(1) The speed-reading of densely argued material, because “time is short.” Solution: Cut your paper in half. Make sure the content is a KISS (Keep It Short and Sweet). Read as little as possible. Work from notes, maintain eye contact, and adjust your delivery speed based on audience response.
(2) No handouts provided. So people forget your name, what text you are talking about, your thesis. Solution: provide handouts that highlight your thesis, provide text, and include information you take for granted in the presentation itself. Essential background information that is old to you is bound to be new to someone else.

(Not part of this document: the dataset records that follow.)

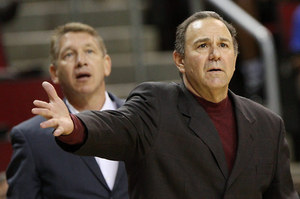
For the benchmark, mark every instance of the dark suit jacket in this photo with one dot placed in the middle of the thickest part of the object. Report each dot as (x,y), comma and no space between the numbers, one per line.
(40,169)
(172,149)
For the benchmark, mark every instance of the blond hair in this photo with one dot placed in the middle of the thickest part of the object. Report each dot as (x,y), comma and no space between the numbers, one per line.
(72,27)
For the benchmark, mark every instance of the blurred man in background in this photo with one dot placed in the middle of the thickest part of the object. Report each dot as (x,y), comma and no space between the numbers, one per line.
(39,168)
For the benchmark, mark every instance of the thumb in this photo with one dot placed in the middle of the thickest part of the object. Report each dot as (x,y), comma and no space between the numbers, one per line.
(50,90)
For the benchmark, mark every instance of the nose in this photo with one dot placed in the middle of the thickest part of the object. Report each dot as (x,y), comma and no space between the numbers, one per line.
(81,59)
(214,53)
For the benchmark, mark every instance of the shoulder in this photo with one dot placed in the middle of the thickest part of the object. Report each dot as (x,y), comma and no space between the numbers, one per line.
(254,110)
(115,99)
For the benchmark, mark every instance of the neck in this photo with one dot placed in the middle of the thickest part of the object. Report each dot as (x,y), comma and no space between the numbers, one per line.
(215,95)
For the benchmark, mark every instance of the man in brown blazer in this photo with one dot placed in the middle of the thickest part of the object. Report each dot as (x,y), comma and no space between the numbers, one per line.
(194,140)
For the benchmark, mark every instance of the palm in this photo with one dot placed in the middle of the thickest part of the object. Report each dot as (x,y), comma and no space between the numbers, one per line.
(55,111)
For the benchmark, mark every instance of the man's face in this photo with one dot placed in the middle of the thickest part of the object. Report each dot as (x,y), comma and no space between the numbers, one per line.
(81,65)
(209,61)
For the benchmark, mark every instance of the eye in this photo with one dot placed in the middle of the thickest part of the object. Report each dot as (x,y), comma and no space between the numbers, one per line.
(204,45)
(223,45)
(68,55)
(89,51)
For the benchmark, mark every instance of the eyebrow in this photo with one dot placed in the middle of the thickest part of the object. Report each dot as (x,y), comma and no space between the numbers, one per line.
(207,39)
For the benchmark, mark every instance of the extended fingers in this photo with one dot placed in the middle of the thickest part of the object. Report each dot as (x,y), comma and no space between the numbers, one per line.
(50,90)
(41,104)
(49,123)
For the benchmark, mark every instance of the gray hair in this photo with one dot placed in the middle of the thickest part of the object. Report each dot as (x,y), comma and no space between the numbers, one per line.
(181,30)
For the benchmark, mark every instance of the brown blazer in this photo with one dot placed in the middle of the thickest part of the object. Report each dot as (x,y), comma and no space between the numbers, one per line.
(172,150)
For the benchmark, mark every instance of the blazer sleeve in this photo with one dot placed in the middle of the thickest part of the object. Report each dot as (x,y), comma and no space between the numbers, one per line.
(22,176)
(127,133)
(282,186)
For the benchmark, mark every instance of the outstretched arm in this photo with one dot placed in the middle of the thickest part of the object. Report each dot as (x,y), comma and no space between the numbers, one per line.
(55,112)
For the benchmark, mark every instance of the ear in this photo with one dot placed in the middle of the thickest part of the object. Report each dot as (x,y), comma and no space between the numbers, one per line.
(179,62)
(53,74)
(107,65)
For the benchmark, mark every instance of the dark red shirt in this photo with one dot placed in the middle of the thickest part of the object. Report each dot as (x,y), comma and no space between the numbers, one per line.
(223,118)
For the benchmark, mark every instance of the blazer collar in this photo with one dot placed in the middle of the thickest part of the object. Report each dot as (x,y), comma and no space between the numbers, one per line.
(197,116)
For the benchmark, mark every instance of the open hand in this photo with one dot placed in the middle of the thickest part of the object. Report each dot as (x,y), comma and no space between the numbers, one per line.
(55,111)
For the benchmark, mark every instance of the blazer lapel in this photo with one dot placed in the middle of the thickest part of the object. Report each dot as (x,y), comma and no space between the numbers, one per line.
(94,167)
(121,171)
(245,136)
(203,127)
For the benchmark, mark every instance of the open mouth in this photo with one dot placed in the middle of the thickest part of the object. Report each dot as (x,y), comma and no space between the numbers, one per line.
(214,70)
(82,76)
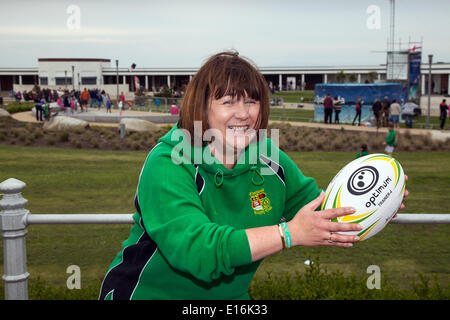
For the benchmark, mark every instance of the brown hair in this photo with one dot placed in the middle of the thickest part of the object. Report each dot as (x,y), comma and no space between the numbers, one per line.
(224,73)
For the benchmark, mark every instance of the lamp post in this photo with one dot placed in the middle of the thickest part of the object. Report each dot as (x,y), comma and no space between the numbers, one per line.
(430,60)
(73,78)
(132,78)
(117,80)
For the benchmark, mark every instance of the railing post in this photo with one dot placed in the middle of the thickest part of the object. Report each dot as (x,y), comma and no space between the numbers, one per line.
(12,224)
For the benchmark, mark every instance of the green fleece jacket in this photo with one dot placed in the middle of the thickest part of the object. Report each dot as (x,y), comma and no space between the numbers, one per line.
(188,240)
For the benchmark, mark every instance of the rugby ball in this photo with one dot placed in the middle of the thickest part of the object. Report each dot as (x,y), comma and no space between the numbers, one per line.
(374,185)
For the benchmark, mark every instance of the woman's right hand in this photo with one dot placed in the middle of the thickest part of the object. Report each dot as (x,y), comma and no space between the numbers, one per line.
(314,228)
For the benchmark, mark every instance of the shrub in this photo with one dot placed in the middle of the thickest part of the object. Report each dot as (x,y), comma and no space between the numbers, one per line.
(64,137)
(316,283)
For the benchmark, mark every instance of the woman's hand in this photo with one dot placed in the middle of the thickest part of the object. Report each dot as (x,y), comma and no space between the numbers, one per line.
(402,206)
(313,228)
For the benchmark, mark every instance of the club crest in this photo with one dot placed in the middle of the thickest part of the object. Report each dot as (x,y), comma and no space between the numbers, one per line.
(260,202)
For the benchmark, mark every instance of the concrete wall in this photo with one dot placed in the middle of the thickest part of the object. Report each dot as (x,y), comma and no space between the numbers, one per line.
(111,89)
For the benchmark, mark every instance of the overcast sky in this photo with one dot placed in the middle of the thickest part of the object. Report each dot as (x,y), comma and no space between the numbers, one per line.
(175,33)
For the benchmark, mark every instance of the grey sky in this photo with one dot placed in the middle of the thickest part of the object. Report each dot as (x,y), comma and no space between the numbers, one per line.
(170,33)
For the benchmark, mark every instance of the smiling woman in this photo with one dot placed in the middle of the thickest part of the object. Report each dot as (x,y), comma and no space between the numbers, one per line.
(233,96)
(203,227)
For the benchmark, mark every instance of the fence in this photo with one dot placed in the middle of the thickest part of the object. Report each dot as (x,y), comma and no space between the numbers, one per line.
(14,219)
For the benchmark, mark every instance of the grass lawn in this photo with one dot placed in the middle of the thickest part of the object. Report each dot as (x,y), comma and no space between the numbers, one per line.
(61,180)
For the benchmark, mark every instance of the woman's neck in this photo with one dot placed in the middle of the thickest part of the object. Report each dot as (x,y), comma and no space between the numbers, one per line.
(228,159)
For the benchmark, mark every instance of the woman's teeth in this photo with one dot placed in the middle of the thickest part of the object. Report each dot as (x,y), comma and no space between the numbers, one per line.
(241,128)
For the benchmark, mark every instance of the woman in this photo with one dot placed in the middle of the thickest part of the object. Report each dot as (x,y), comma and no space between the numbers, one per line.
(358,109)
(209,206)
(376,109)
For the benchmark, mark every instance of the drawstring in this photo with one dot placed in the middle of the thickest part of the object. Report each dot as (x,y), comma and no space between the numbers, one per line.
(256,173)
(218,175)
(257,178)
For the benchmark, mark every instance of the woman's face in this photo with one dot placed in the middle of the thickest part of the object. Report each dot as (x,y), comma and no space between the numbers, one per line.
(235,120)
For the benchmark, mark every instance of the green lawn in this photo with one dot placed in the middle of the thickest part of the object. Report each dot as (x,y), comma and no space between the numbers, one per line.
(93,181)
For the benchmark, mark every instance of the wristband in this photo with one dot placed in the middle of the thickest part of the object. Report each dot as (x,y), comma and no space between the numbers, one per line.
(287,235)
(280,229)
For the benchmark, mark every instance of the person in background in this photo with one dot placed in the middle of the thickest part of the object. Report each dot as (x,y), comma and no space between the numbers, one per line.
(376,109)
(328,109)
(395,113)
(358,109)
(337,109)
(385,110)
(122,98)
(108,103)
(443,107)
(364,151)
(84,99)
(46,109)
(38,106)
(390,140)
(202,227)
(408,112)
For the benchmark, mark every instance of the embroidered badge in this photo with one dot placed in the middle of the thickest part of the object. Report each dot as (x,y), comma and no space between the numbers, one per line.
(260,202)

(3) A monotone delivery in which you stumble over the written word and never look up. It reinforces the communication process if hearing, reading, laughing, storytelling, a dramatic gesture or two, converge to make a point. At ISBL-Rome, James Kugel, formerly of Harvard, was an excellent role model in this sense. In celebration of the 100th anniversary of the Pontifical Biblical Institute, he told a number of excellent jokes on Jesuits and on Orthodox Jews to illustrate his points, but also, just to put everyone in a lucid state of mind. Like the story of a Jesuit who is looking for a particular church in Paris. He asks a passerby, “How can I find St. So-and-so?” The answer, “You’ll never find it, Father. It’s right in front of you.” After pointing out a commonality between Jesuits and Orthodox Jews, their love of Jesuitical/Talmudic reasoning, he got everyone’s attention when he said that in terms of reading the Bible with intellectual honesty, Orthodox Judaism is stuck where Catholicism was 100 years ago.
(4) Not making your point clearly. You have to be creative about getting your point across. The acoustics in many rooms is terrible. It is often helpful to gather everyone together in a virtual huddle. One excellent presider of a session I presented in, Tova Forti, did just that. We were all far more attentive than we would otherwise have been thanks to her forethought.
(5) Wall-flower presiders. Presiders need to be proactive. A very short but interesting presentation of a presenter can be helpful. If a presentation bombs, it’s still possible to briefly reboot the discussion on the basis of the subject matter. It’s also a huge plus to have time at the end for a panel discussion in which the same question can be put to more than one presenter. If presenters are taking the scholarship of someone in the audience as their point of departure, by all means ask the audience member to join in the discussion. In a Wisdom session, Michael Fox was in the audience and presenters were engaging his scholarship in almost every paper. Forti rightly invited him to comment. What fun to see your paper cut down to size immediately!
I feel vindicated for making sure I always have good handouts for my presentations. I agree that having a vague and unclear thesis is about the most annoying thing a presenter can do. I've also whittled a few pages off my presentation already just to make sure I can give the central points the time they deserve. Thanks, John, for the great advice!